Dengan tema ini diharapkan semua pihak ikut mempromosikan akses yang terjangkau dan adil terhadap pendidikan kesehatan, perawatan kesehatan, dan pencegahan penyakit ginjal bagi semua wanita dan anak perempuan di dunia.

Di Indonesia, peringatan Hari Ginjal Dunia diisi dengan rangkaian kegiatan seperti:

1. Melaksanakan sosialisasi dan diseminasi informasi tentang penyakit ginjal kronis melalui berbagai media

2. Bekerja sama dengan lintas program, lintas sektor, organisasi masyarakat melalui kegiatan forum diskusi dialisis

Secara khusus, Kementerian Kesehatan mengimbau kepada pemerintah, swasta maupun masyarakat untuk dapat berpartisipasi dan mendukung upaya pencegahan dan pengendalian penyakit ginjal kronis. Dengan meningkatkan upaya promotif dan preventif dengan modifikasi gaya hidup untuk pencegahan penyakit Ginjal kronis, yaitu

1. Melakukan aktivitas fisik teratur

2. Makan makanan sehat (rendah lemak, rendah garam, tinggi serat)

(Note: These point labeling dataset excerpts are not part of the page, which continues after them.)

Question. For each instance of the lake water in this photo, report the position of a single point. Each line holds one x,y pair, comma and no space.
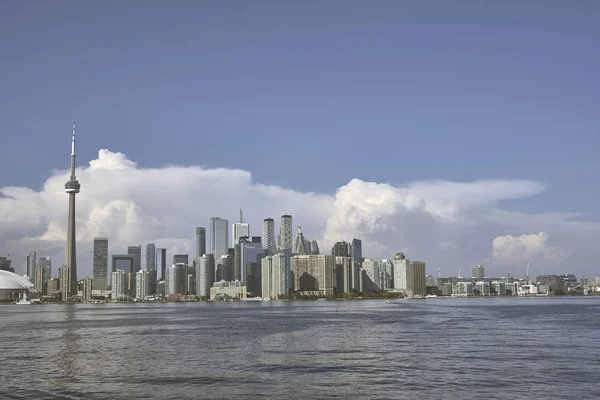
409,349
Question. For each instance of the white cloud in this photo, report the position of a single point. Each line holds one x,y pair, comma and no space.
446,224
525,248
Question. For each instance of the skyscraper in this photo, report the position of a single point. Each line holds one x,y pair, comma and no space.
181,259
200,241
150,257
285,232
72,188
161,262
274,276
300,243
136,252
478,271
205,274
240,229
312,273
356,259
100,263
151,268
219,237
341,249
31,264
269,235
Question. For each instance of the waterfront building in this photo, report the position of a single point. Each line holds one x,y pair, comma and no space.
386,274
136,252
176,280
142,284
300,243
341,249
240,230
118,285
39,284
478,272
224,290
181,259
219,237
124,262
285,232
401,264
356,260
151,268
370,276
200,241
343,274
31,264
274,279
52,286
269,236
65,282
86,293
161,263
498,288
72,187
482,288
225,268
462,289
100,263
314,247
205,274
250,254
313,272
416,279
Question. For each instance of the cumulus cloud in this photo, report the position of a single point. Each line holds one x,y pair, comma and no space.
446,224
525,248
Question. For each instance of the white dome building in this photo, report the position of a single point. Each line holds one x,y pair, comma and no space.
12,285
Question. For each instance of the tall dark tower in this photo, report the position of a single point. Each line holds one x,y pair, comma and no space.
72,188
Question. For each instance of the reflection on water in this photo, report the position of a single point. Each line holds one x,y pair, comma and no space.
438,348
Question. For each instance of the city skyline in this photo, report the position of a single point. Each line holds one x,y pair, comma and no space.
456,143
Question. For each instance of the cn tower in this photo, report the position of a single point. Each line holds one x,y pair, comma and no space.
72,188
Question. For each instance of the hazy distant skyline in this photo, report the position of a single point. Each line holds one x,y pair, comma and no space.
462,133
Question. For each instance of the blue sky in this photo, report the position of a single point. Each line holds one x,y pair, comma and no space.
308,95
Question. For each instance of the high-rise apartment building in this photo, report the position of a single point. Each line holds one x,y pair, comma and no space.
181,259
136,251
300,243
161,263
86,292
312,273
356,260
200,241
31,264
100,263
65,282
118,285
205,274
142,284
400,272
269,236
478,271
274,276
343,274
285,232
219,232
176,280
370,276
151,268
240,229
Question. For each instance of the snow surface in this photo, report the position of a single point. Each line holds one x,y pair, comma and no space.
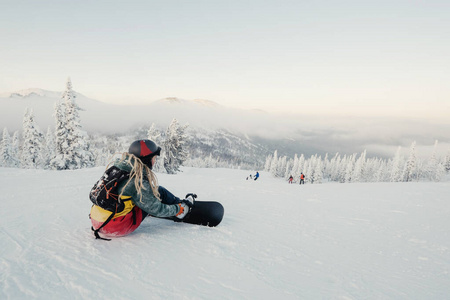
277,241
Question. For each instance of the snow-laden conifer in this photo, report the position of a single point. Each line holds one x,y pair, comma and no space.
31,157
60,160
396,173
410,170
174,147
8,156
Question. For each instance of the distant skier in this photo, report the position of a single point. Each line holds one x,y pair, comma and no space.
291,179
302,179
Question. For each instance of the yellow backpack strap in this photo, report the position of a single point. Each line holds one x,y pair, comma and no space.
97,236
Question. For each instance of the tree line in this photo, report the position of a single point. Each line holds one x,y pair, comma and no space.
359,168
69,147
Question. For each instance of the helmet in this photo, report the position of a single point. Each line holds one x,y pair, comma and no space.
145,150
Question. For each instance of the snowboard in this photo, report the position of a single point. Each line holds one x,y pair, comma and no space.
206,213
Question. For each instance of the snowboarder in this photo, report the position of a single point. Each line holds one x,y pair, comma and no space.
302,178
291,179
140,194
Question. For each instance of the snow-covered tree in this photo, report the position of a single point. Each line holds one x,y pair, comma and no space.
31,157
447,162
410,170
174,147
434,169
8,156
274,164
358,170
318,171
396,174
60,160
49,148
72,143
79,153
154,134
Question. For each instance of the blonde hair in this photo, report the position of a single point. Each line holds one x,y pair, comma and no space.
137,175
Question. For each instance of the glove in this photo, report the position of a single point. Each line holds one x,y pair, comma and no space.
189,200
186,205
184,210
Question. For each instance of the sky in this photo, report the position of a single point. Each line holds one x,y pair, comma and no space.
375,58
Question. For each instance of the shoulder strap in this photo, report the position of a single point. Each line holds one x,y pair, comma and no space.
97,236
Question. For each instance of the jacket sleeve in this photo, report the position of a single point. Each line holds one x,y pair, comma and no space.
149,203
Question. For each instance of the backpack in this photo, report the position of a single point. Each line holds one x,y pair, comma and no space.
105,194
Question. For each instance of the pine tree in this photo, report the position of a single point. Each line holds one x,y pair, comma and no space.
49,148
72,145
174,147
359,168
274,164
8,157
154,135
447,162
434,169
60,160
410,171
318,171
32,143
395,174
79,153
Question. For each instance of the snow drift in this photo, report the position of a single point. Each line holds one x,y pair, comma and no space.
277,241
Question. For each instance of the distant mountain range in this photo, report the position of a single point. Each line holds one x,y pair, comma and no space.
251,129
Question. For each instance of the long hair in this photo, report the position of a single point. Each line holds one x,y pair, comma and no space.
137,175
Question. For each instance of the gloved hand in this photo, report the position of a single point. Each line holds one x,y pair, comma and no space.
189,200
184,210
186,205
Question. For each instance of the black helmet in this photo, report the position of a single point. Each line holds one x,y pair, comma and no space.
145,150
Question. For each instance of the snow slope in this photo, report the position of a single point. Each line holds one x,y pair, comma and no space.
277,241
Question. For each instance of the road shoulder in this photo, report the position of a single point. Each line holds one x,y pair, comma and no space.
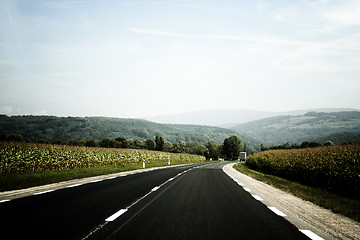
303,214
14,194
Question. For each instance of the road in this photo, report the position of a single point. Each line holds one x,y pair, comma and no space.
185,202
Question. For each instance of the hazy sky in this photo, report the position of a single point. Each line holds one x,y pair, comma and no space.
142,58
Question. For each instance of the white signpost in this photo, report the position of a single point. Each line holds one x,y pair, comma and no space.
242,156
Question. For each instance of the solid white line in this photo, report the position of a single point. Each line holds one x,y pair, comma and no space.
257,197
247,189
43,192
277,211
116,215
311,235
155,188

3. Kontrol tekanan darah dan gula darah

4. Monitor berat badan dan mempertahankan berat badan normal

5. Minum air putih minimal 2 liter per hari

6. Tidak konsumsi obat-obatan yang tidak dianjurkan

7. Tidak merokok.

Selain itu, Kemenkes mendorong implementasi Gerakan Masyarakat Hidup Sehat (GERMAS) dan Standar Pelayanan Minimal (SPM), serta mendorong kementerian dan lintas sektor terkait lainnya untuk meningkatkan kerja sama dalam mengatasi masalah kesehatan sehingga semua kebijakan yang ada berpihak pada kesehatan.